Dabei war die Antwort ganz einfach. Dass dem Batteriegerät irgendwann der Strom ausging, war glaubhaft. Doch es wäre nicht plausibel, wenn die verkabelte Version ebenfalls plötzlich versagte. Gurney zögerte, das zu erklären, weil sich Madeleine bestimmt darüber aufgeregt hätte, dass der Hirte weiterhin Kim nachspüren konnte. Nicht alle Probleme ließen sich gleichzeitig bewältigen, daher waren Kompromisse unabdingbar.
»Also, Dad, willst du uns erzählen, wie es gelaufen ist?«
Gurney drehte sich um und sah seinen Sohn, der soeben barfuß in Jeans und T-Shirt und mit feuchten Haaren vom Duschen kam.
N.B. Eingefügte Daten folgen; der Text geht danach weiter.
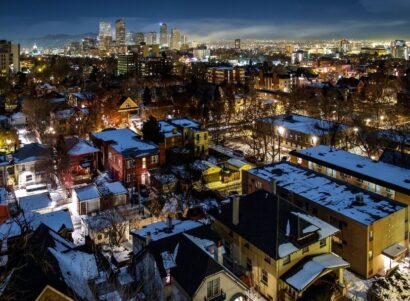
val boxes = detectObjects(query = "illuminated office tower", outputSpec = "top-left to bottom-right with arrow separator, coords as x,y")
133,32 -> 145,45
390,40 -> 409,60
235,39 -> 241,49
115,19 -> 126,46
0,40 -> 20,77
98,22 -> 112,51
159,23 -> 168,47
171,28 -> 181,50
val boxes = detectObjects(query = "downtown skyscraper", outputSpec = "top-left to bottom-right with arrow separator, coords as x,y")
98,21 -> 112,51
171,28 -> 181,50
115,19 -> 126,46
159,23 -> 168,47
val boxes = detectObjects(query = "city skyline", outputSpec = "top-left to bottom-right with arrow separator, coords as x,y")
0,0 -> 410,40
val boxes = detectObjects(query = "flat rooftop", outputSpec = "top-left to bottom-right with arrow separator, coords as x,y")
291,145 -> 410,194
92,128 -> 157,153
259,114 -> 348,136
248,162 -> 406,225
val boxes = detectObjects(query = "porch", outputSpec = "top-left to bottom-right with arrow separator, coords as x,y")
279,253 -> 349,301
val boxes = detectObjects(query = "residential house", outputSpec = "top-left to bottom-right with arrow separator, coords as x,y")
168,118 -> 209,158
255,114 -> 350,149
290,145 -> 410,205
91,128 -> 160,187
131,219 -> 247,301
17,192 -> 56,214
212,190 -> 349,300
0,210 -> 74,248
13,143 -> 52,188
50,107 -> 89,136
242,162 -> 409,278
71,184 -> 101,215
0,224 -> 99,300
0,153 -> 10,187
118,96 -> 140,126
158,120 -> 183,151
72,181 -> 130,215
60,137 -> 100,187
»Ziemlich so, wie ich es gestern Abend beschrieben habe.«
»Sehr viel hast du da leider nicht beschrieben.«
»Wahrscheinlich wollte ich bloß noch ins Bett. Ich war kurz vorm Zusammenklappen. Aber es ist glattgelaufen. Keine Pannen. Ich denke, unsere Geschichte war glaubwürdig.«
»Und jetzt?«
Gurney wollte vor Madeleine nicht völlig offen über sein Vorhaben sprechen, um sie nicht zu beunruhigen. Er antwortete so sachlich wie möglich: »Ich gehe in Position und warte darauf, dass er in die Falle tappt.«
Kyle wirkte skeptisch. »Einfach so?«
Gurney zuckte die Achseln. Madeleine hatte zu lesen aufgehört und beobachtete ihn.
Kyle ließ nicht locker. »Wie lautete die Zauberformel?«
»Bitte?«
»Was habt ihr bei eurer … improvisierten Szene konkret gesagt? Ich meine, welchen Grund habt ihr ihm zum Auftauchen geliefert?«
»Wir haben ihm den Eindruck vermittelt, dass er mich vielleicht loswerden kann. An die genauen Worte erinnere ich mich nicht mehr …«
In diesem Augenblick klingelte sein Handy.
Auf dem Display erkannte er Kims Nummer. Er war dankbar für die Unterbrechung – allerdings dauerte die Dankbarkeit höchstens drei Sekunden.
Sie klang, als würde sie hyperventilieren.